President Reagan announced on the eve of Veterans Day that he will support creation of a Cabinet-level Department of Veterans Affairs, surprising leaders of veterans groups who went to the White House yesterday hoping to sell him on the idea.

Reagan, who pledged in the 1980 presidential campaign to shrink government by eliminating the departments of Education and Energy, made the announcement in the Cabinet Room with leaders of major veterans organizations and members of Congress who serve on veterans affairs committees.

Reagan's announcement was made within an hour after the House Committee on Government Operations approved a bill to establish such a department. Chairman Jack Brooks (D-Tex.) said the agency is needed "to assure that the veterans' needs get the president's personal attention."
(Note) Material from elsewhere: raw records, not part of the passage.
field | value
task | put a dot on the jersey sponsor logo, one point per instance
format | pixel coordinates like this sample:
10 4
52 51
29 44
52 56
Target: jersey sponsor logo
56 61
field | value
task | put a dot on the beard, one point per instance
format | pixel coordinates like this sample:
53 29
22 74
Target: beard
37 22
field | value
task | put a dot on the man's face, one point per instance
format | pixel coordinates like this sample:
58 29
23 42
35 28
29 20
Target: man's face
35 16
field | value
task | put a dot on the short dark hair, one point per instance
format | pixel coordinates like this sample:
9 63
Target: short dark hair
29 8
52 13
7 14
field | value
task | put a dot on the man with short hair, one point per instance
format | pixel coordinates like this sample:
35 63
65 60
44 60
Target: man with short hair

Sen. Strom Thurmond (R-S.C.), who was at the meeting, has introduced identical legislation with 30 cosponsors. After the announcement, Thurmond called Reagan "the greatest president since George Washington."

Reagan, who failed in his efforts to eliminate the Education and Energy departments early in his administration, said "Yes," when asked if the move for a new department would be supported in Congress.

"This is a personal decision that I have thought about for some time," Reagan said. "Veterans have always had a strong voice in our government. It's time to give them the recognition they so rightly deserve."

White House spokesman Marlin Fitzwater, asked how Reagan's endorsement fit his previous complaints about government, said making the VA a department "would not necessarily increase its size or budget but would give it a greater say in the councils of government and would make it an active and working part of the president's Cabinet."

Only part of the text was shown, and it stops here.